-->

Thursday, July 28, 2022

Reinkarnasi

Menelantarkan perasaan orang lain membuat saya sadar, rupanya penderitaan sudah membentuk saya menjadi pribadi yang sangat egois. Terlebih mungkin, untuk saya yang tidak lagi percaya, yang semula merasa pantas untuk dicintai, nyatanya tidak. Saya pun tak lagi bisa secara layak mengaku memiliki siapapun hanya untuk membentuk hidup dengan keabstrakan yang lain. Terdaftar sebagai peserta yang paling antusias dalam perlombaan membuang harapan sebanyak mungkin. Saya merasa sejauh ini, kedua kaki masih kuat berjalan di gurun yang luas dengan dahaga berkepanjangan, dengan sisa bahagia yang masih bisa kupungut namun tak pernah lagi merasa utuh. Harapan yang berkarat dan matahari memenggal dirinya sendiri. Sepertinya saya punya satu istilah untuk itu: Hampa.

Saya melewati hari yang buruk dengan tidak memberikan pelajaran yang lebih berarti daripada sebuah rintihan, kehilangan antusias dari orang-orang yang saya cintai, dan segalanya yang tak pernah kupikir akan sepahit ini. Tidak lagi memberikan perhatian lebih untuk mengejar kesenangan duniawi. Semuanya tidak pernah mudah untuk dilalui, bagaimana saya bisa dengan mudah menangis dan tertawa dan mengakui hal lain yang tidak benar-benar saya lakukan. Kepalsuan yang selalu saja menyapa di setiap jengkal menit yang sangat ingin kutinggalkan.

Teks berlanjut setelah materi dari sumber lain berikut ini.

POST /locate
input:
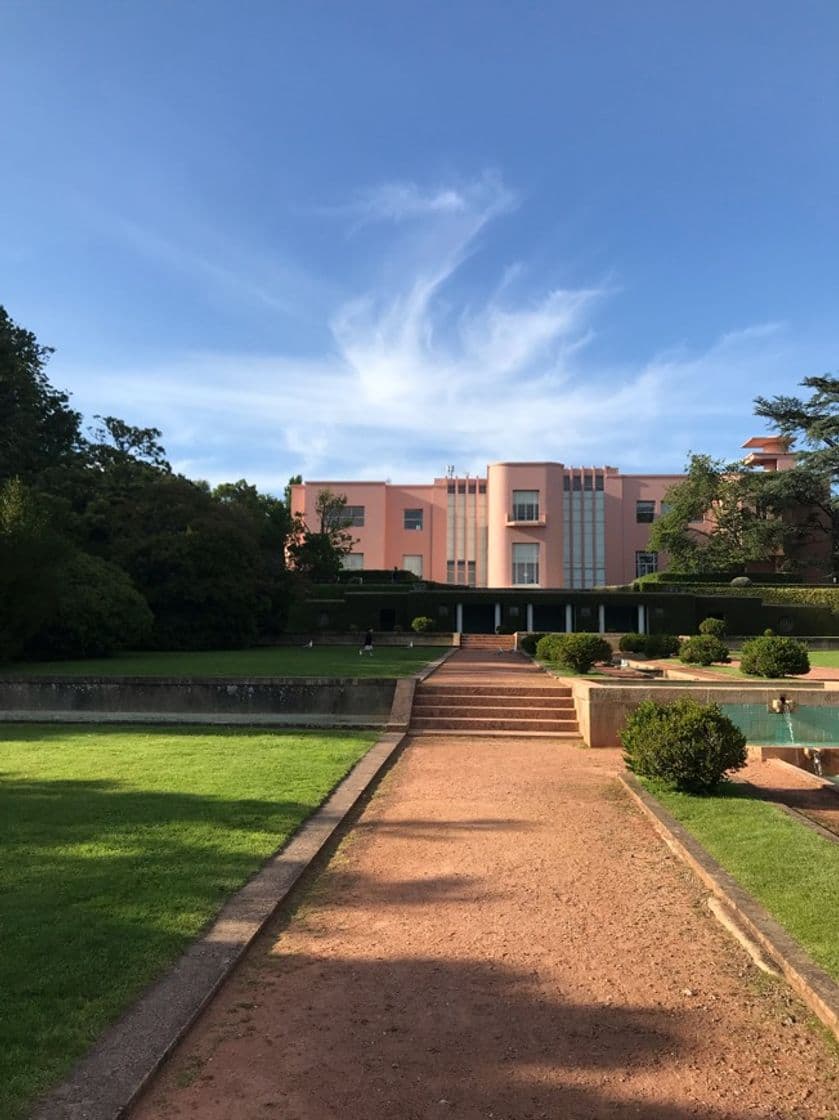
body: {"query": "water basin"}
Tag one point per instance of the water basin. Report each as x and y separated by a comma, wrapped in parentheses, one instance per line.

Katanya ada dua hal yang akan bertahan dalam situasi buruk laki-laki, yakni harga diri dan rasa pulang. Pulang ke tempat dimana mereka merasa diterima dan harga diri adalah kesadaran bahwa perjuangan mereka belum berakhir. Di sisi lain, hanya ada satu hal yang tetap tinggal dalam situasi buruk perempuan, yakni bau darah. Bau darah yang akan melahirkannya kembali demi memanggil keyakinan bahwa pergi tak pernah lebih buruk dari sekadar bertahan. Langkah yang pasti, yang membuat puing harapan kembali dan menyemai cita-cita yang semula hanya ambisi.

Saya ingin Oktober memanggilku pulang dengan angka lima yang teramat sangat utuh untuk kuhitung kembali. Menentukan ulang darimana sebenarnya saya bisa mengatur langkah yang baru untuk bisa membawaku berdamai dengan masa lalu. Saya bisa memulai perdebatan apapun selain rasa bahagia. Saya mampu berkisah mengenai siapapun selain tokoh yang mengantar trauma. Sebab kuakui tidak akan ada lagi rasa manis yang bisa dicicipi, jika lidah sudah terlanjur merasakan kepahitan dan kekacauan yang diterimanya selama ini.

Jika reinkarnasi saat ini bisa terjadi, ada hal paling bijak untuk saya mohonkan. Saya ingin memulai kisah yang benar-benar dari awal lagi. Terlahir dengan lembaran kosong bersih, putih, suci, tanpa puisi, catatan depresi dan memungut segala kutukan yang pernah kulontarkan hanya untuk membuat diriku pulih. Mengosongkan apapun yang masih bersemayam di kepala, pengetahuan dan segala hal informasi yang masih mengiris dada dikala mengingatnya kembali. Sepertinya penawaran bahwa tidak tahu apa-apa membawa kedamaian itu benar adanya.

Saya percaya bahwa akhir dari semua ini adalah semu dan segera berlalu. Sekuat apapun saya berdoa untuk dapat mengembalikan apapun yang dulu, sebuah paradoks tetap melahirkan bentuk baku keseimbangan. Ada hal-hal yang tetap berkebalikan. Sedih dan senang, bahagia dan derita. Kejujuran apapun itu tak akan pernah membuat sesuatu yang salah menjadi benar. Tidak akan ada sesuatu yang sama persis seperti permulaannya.

Sehingga saya hanya butuh banyak udara untuk kembali bernafas normal, bukan sesuatu yang kelewat baru untuk mulai saya jelajahi. Hanya saja saya menginginkan ruang yang begitu lapang, yang di dalamnya tetap tidak pernah cukup untuk berbagi meski hanya berdua. Entah di sana hanya untuk merawat keegoisan atau menggenggam kesunyian dan memilih sendiri. Sampai saya tersadar, bahwa kehidupan hanyalah cara menyimpul kembali tali-tali yang rapuh. Bagaimanapun nanti cara saya merayakannya.

Saat ini, saya benar-benar sangat merindukan diriku sendiri.